Daily Thought for: 17th April

JONATHAN—HIS LINKS WITH SAUL AND DAVID

1 Samuel 14. 1-16, 23, 43; 18. 1-4; 20. 41-42; 31. 1-2, 8

Admirable though Jonathan appears in his manner of life, there are still actions on his part that serve to raise questions. Jonathan is shown as a man striving to be loyal to two persons in opposition, and so having to cope with all the consequences of ‘split allegiance’. The Lord’s words are unequivocal, ‘No man can serve two masters’, Matt. 6. 24. Imagine the utter impossibility of the task when the two ‘masters’ stand in direct opposition to each other, and where there is murderous intent in the heart of one towards the other. It was so with Saul and David, and it was to the task of endeavouring to serve them both that Jonathan pledged himself—the aim was commendable, but the result was entirely predictable. A review of all his efforts would indicate that, to some extent, he failed both parties. His tragic death on Mount Gilboa promotes speculation as to what might have been had he stood solely, and openly, in David’s camp. 

Jonathan’s links with Saul were based on blood relationship. His love for Saul was a filial love, and this would have promoted a dutiful obedience to his father’s wishes, and furtherance of his father’s interests. It could be argued that Jonathan’s loyalty to his father was in keeping with his integrity of character. Again, his actions towards Saul might be regarded as his fulfilment of the fifth commandment, to ‘honour thy father’, Exod. 20. 12. 

But there are laws that are superior to those which issued from Sinai through Moses, notably the law of love.
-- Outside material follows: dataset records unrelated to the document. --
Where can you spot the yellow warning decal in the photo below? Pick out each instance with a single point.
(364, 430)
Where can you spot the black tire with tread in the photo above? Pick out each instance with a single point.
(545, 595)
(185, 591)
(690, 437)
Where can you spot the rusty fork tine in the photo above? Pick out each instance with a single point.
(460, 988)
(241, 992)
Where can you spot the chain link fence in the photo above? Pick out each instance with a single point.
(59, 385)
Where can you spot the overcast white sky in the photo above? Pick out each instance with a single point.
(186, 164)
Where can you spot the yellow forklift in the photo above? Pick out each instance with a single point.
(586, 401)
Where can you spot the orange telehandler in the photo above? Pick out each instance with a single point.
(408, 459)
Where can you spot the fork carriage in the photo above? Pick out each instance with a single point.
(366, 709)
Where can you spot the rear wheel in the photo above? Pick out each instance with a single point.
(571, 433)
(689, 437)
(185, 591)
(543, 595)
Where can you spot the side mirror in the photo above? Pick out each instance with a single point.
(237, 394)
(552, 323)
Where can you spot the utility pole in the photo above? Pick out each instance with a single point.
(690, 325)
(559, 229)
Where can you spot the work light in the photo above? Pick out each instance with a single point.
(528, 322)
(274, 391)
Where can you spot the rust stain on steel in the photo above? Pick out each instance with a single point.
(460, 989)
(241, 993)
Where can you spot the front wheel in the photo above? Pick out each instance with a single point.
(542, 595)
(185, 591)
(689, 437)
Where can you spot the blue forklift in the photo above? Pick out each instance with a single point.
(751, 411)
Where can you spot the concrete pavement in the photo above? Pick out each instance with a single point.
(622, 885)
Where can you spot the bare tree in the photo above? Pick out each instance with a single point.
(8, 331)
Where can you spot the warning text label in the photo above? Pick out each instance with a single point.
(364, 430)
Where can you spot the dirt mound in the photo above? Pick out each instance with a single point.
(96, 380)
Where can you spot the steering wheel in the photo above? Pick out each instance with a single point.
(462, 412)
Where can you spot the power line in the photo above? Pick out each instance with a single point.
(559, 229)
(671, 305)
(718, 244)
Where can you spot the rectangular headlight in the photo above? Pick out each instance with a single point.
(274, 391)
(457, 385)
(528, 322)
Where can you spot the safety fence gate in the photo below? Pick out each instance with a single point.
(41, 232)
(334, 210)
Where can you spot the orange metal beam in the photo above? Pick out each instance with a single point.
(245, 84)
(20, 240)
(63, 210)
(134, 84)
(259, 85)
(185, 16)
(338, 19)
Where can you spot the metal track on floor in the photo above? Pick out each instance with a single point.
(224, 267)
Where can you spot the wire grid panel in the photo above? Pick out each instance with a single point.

This was made obvious by the Lord when, in love, He performed miracles of healing on the Sabbath, so offending the Jew’s interpretation of the Mosaic law. The Lord also gave indication that there are degrees of preference in love and that, although others may figure in our lives and lay claim to our love, He must always be preferred above them, Matt. 10. 34-37. 

Where love in its most exalted form is discovered, it must be given preeminence and this should have applied to Jonathan in his love for David. He would profess his love for David, demonstrate his love for David, prove his love for David, and even enter into an eternal covenant of love with David. Alas, in the end it was his divided love that cost him everything.